When deep_research runs, it follows a structured process:

  User query
       │
       ▼
┌─────────────────────┐
│  Phase 1: DECOMPOSE  │  LLM breaks query into sub-questions
│  (small model)       │  Creates a research tree
└──────────┬──────────┘
           │
           ▼
┌─────────────────────┐
│  Phase 2: SEARCH     │  For each sub-question:
│  - web_search        │    1. Search multiple source types
│  - Extract pages     │    2. Extract content from top results
│  - Analyze gaps      │    3. Identify what's still missing
│  - Recurse           │    4. Generate new sub-questions for gaps
└──────────┬──────────┘     (repeat until budget exhausted)
           │
           ▼
┌─────────────────────┐
│  Phase 3: SYNTHESIZE │  Mid-tier LLM merges all findings
│  (primary model)     │  into a structured report with citations
└─────────────────────┘

Phase 2 iterates. Each iteration searches, extracts, analyzes gaps, and optionally spawns child queries to fill those gaps. The number of iterations depends on depth:

Depth	Default iterations	Max searches	Max extractions	Max LLM calls	Time limit
`quick`	1	10	5	3	30s
`moderate`	3	20	10	8	2 min
`deep`	6	50	25	20	9 min

A ResearchBudgetTracker enforces hard caps on all dimensions. When any budget is exhausted, the engine moves to synthesis with whatever findings it has.

LLM-as-Judge Auto-Classifier

Enabled by default. Before every chat turn, the classifier runs a fast LLM call with a structured prompt:

You are a query complexity classifier. Given a user query, classify it
into ONE of these research depth tiers: none, quick, moderate, deep.

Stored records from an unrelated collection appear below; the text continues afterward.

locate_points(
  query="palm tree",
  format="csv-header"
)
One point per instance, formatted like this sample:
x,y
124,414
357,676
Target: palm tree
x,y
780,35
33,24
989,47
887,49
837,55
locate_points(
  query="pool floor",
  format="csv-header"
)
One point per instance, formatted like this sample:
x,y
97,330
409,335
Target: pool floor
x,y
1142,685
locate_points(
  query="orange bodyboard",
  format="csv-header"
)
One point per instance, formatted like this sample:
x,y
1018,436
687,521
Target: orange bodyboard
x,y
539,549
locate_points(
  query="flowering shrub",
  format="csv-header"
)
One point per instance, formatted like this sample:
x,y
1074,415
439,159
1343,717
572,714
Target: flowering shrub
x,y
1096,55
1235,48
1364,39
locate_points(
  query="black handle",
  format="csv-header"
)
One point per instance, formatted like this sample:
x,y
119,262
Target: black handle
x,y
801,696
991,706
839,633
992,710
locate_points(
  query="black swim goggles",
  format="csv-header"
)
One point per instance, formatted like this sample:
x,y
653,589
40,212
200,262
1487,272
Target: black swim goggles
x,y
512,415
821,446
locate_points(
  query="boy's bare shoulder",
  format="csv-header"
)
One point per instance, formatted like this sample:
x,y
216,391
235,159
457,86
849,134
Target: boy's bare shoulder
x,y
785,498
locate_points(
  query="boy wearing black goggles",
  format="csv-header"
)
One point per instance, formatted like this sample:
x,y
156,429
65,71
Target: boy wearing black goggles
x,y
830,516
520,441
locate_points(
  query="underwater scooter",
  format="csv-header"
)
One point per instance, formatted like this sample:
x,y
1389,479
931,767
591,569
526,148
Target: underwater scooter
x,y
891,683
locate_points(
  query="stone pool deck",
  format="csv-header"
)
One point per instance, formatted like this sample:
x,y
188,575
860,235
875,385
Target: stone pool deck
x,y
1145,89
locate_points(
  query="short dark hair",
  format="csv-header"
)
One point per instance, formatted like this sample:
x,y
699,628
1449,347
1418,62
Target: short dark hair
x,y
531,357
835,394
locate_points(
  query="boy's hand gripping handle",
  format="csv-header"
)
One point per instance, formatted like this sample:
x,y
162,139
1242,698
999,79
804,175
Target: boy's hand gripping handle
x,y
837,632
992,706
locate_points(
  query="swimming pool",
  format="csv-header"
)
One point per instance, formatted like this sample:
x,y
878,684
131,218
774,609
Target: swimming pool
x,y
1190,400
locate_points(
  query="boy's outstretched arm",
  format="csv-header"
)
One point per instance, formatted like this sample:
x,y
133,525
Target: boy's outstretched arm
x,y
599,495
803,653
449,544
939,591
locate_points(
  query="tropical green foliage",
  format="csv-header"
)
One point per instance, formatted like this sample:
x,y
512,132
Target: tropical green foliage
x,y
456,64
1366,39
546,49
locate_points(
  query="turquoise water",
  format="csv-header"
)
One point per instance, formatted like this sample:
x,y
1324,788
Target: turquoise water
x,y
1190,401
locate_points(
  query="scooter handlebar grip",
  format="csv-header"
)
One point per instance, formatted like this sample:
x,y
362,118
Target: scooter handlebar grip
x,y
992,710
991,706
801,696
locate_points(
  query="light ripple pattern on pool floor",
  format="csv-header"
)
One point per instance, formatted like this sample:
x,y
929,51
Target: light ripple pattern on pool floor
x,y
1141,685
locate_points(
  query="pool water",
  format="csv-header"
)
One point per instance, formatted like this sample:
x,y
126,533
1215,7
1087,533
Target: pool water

Respond with ONLY a JSON object:
{"depth": "none|quick|moderate|deep", "reasoning": "one sentence why"}

The classifier uses the cheapest available model:

OpenAI: gpt-4o-mini
Gemini: gemini-2.0-flash-lite
Ollama: qwen2.5:3b

Classification typically adds 200-400ms to the turn. The result is cached per query.

Override Patterns

Explicit prefixes bypass the classifier entirely:

Input	Resolved depth
`/research what are the best hiking trails in Patagonia`	`moderate`
`/deep explain the neurochemistry of psilocybin`	`deep`
Regular message (no prefix)	Auto-classified

HTTP API

Body Fields

{
  "message": "What are the latest advances in mRNA vaccine technology?",
  "research": true
}

`research` value	Effect
`true`	Forces `moderate` depth
`"deep"`	Forces `deep` depth
`"quick"`	Forces `quick` depth
omitted	Auto-classified (default)

You can also disable auto-classification per request:

{
  "message": "Hello",
  "autoClassify": false
}

Streaming Research Progress

When "stream": true is set, research progress events are pushed as SSE:

curl -N -X POST http://localhost:3777/chat \
  -H "Content-Type: application/json" \
  -d '{"message": "Explain CRISPR gene editing safety concerns", "research": "deep", "stream": true}'

Progress events arrive as event: progress with a SYSTEM_PROGRESS payload:

event: progress
data: {"type":"SYSTEM_PROGRESS","toolName":"deep_research","phase":"decomposing","message":"Decomposing query into sub-questions","progress":0.1}

event: progress
data: {"type":"SYSTEM_PROGRESS","toolName":"deep_research","phase":"searching","message":"Searching sources \"CRISPR off-target effects\" (iter 1/6, 3 findings)","progress":0.3}

event: reply
data: {"type":"REPLY","reply":"## CRISPR Gene Editing Safety Concerns\n\n..."}

See the HTTP Streaming API guide for the full SSE protocol.

Configuration

agent.config.json

{
  "research": {
    "autoClassify": true,
    "minDepthToInject": "quick"
  }
}

Field	Type	Default	Description
`research.autoClassify`	`boolean`	`true`	Enable the LLM-as-judge classifier
`research.minDepthToInject`	`"none" \| "quick" \| "moderate" \| "deep"`	`"quick"`	Minimum classified depth before research tools are injected. Set to `"moderate"` to skip quick searches.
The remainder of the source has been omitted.